Tiger Sharks, Tracked Over Decades, Are Shifting Their Haunts With Ocean Warming

Christopher Intagliata: For Scientific American’s 60-Second Science, I’m Christopher Intagliata.

As it happens, tiger sharks have something in common with certain East Coasters. 

Neil Hammerschlag: During the winter when it’s cold, they snowbird down near the Bahamas and off of Florida. And then during the summer, they migrate north.

Intagliata: Neil Hammerschlag is director of the Shark Research & Conservation Program at the University of Miami.

He and his colleagues analyzed 40 years of fishing catch data, and found that as ocean waters warm, the sharks’ range has shifted some 250 miles to the north. The sharks, it seems, are chasing their preferred water temperatures to the north. They also tracked dozens of tiger sharks with satellite tags for nine years, and found similar results. 

Hammerschlag: So taken together we have several lines of evidence that tiger shark distributions and migrations are changing from ocean warming, causing their distributions and migrations to expand further north. And in these areas they occur earlier in the year, from ocean warming.

Intagliata: Their findings appear in the journal Global Change Biology. [Neil Hammerschlag et al, Ocean warming alters the distributional range, migratory timing, and spatial protections of an apex predator, the tiger shark (Galeocerdo cuvier)]

This shift matters, Hammerschlag says, because tiger sharks are apex predators, and where they go influences the food web beneath them. The sharks are also moving outside marine protected areas, and into places where they’re more vulnerable to commercial fishing. 

Hammerschlag: What this points to is these marine protected areas need to consider current but also future changes in species distribution due to ocean warming.

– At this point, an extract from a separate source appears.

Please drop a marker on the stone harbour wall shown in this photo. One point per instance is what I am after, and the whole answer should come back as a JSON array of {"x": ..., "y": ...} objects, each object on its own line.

And they have to be adaptive and work with not only having marine protected areas, but also other protections, such as catch limits and other types of more traditional species conservation and management tools, in addition to protecting places.

Intagliata: Now, if you don’t find the ecological argument convincing—Hammerschlag pointed out one more implication. Although shark bites are relatively rare, he says, if tiger sharks shift their range—and warmer waters draw more bathers to the ocean—that could up the odds of an unfortunate encounter beneath the waves.